Reader How Tos: Building For Stability

Stability Testing

I cannot overstress the amount of pain and headaches that can be avoided with some basic testing of a clean system. Once you have installed all your other hardware and software, the number of permutations for the problem increases dramatically. Testing should be on a base hardware system with a minimal software install above driver and OS updates. The first question to ask is, "Is the computer stable?" If you know the basic computer is stable (by testing), this will help if you encounter problems with a fully loaded system. My experience has found three main causes of computer instability:

  1. Hardware
    Examples of this are faulty hardware, poor or intermittent connection, and PSU overloading. The PCI slot chosen and interrupts assigned need consideration on older OSes (predominantly Windows95/98/ME). Which RAM slot do I use? The position can have a significant effect on stability by changing the loading and timings. Read the manual and newsgroups for confirmation.
  2. Heat
    Heat has several effects. Heat increases susceptibility to the hardware problems mentioned above. This is because semiconductor properties, especially their timings, change with temperature. So, two unmatched components (e.g. Motherboard and RAM) can be brought to the limit of their timings by increased temperature. Heat can also shorten the lifetime of a component.
  3. Software
    Software can be blamed a lot for faulty hardware and vice versa; look at the history of the "infinite loop" problem in WindowsXP and the number of guesses to the solution. With a basic install, the only changes you can make to improve stability are the drivers, installation process (order of installation has made a difference) and BIOS settings.

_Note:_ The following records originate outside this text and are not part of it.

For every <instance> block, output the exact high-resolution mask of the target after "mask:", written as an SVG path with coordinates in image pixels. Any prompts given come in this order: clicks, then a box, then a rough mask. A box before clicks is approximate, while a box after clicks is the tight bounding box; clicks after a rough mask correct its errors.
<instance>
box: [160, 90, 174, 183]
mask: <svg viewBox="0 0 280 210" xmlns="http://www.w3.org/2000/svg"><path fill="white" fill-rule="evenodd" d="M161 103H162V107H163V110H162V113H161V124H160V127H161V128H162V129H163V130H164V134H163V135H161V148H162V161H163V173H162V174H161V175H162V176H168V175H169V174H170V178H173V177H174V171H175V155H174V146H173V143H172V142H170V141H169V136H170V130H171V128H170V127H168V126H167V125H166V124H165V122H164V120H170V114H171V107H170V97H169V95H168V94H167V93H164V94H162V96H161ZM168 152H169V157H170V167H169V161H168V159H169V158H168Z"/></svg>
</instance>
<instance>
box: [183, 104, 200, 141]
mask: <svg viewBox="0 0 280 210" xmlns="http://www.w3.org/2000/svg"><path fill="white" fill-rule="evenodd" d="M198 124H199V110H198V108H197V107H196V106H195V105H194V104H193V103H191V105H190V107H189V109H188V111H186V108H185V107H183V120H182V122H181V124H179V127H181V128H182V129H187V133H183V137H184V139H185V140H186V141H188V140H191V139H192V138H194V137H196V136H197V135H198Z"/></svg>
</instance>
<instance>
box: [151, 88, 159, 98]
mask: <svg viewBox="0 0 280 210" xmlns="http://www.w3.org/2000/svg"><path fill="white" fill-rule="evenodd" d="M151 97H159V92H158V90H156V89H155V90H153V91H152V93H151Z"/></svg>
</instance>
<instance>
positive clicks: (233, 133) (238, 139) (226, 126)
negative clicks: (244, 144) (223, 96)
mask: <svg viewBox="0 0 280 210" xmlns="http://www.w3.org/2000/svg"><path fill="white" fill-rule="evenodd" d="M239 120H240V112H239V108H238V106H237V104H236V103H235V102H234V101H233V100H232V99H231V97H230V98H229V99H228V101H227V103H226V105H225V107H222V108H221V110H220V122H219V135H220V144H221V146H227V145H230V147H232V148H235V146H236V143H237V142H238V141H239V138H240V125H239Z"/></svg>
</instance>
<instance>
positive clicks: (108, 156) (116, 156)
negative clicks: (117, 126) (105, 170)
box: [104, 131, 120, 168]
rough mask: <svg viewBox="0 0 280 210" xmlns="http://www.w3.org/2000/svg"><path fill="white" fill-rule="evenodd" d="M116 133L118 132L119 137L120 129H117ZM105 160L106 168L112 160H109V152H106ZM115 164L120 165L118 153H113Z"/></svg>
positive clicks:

Understanding the cause of instability is one thing. Testing for instability is another, and this is what we need to do. My first test always uses the 3dMark suite of tools (www.madonion.com ), which are free to download and test most of the components to their limits. I use the standard benchmark in the looping mode on 3dMark 2001, or 3dMark 2000 for low-end graphics cards. I run a 12-hour continuous loop before I declare a system stable. I have never found a PC that completes this stability test to have a problem afterward. I have found many PCs that took considerable time to pass this test due to poor component selection and cooling. The only exception to this rule I have found is MPEG encoding, which is more processor intensive and can raise the processor temperature even higher.

Check the "Looping" tick box from the Options menu to run continuous 3D Mark tests.

The test time can be tailored to the application - for an office/Internet machine, 12 hours of intensive graphics testing seems unreasonable. In my opinion, a minimum of a four-hour loop would give a reasonable level of confidence. I also need to mention that during the first hour I monitor the temperature of components (with my hand) to make sure things aren't getting too hot, which could be due to poor circulation or component installation. Additional temperature monitoring can be made in the BIOS, with the manufacturer's motherboard application or generic applications such as "Motherboard Monitor ". These methods normally use sensors on the motherboard to report the temperature.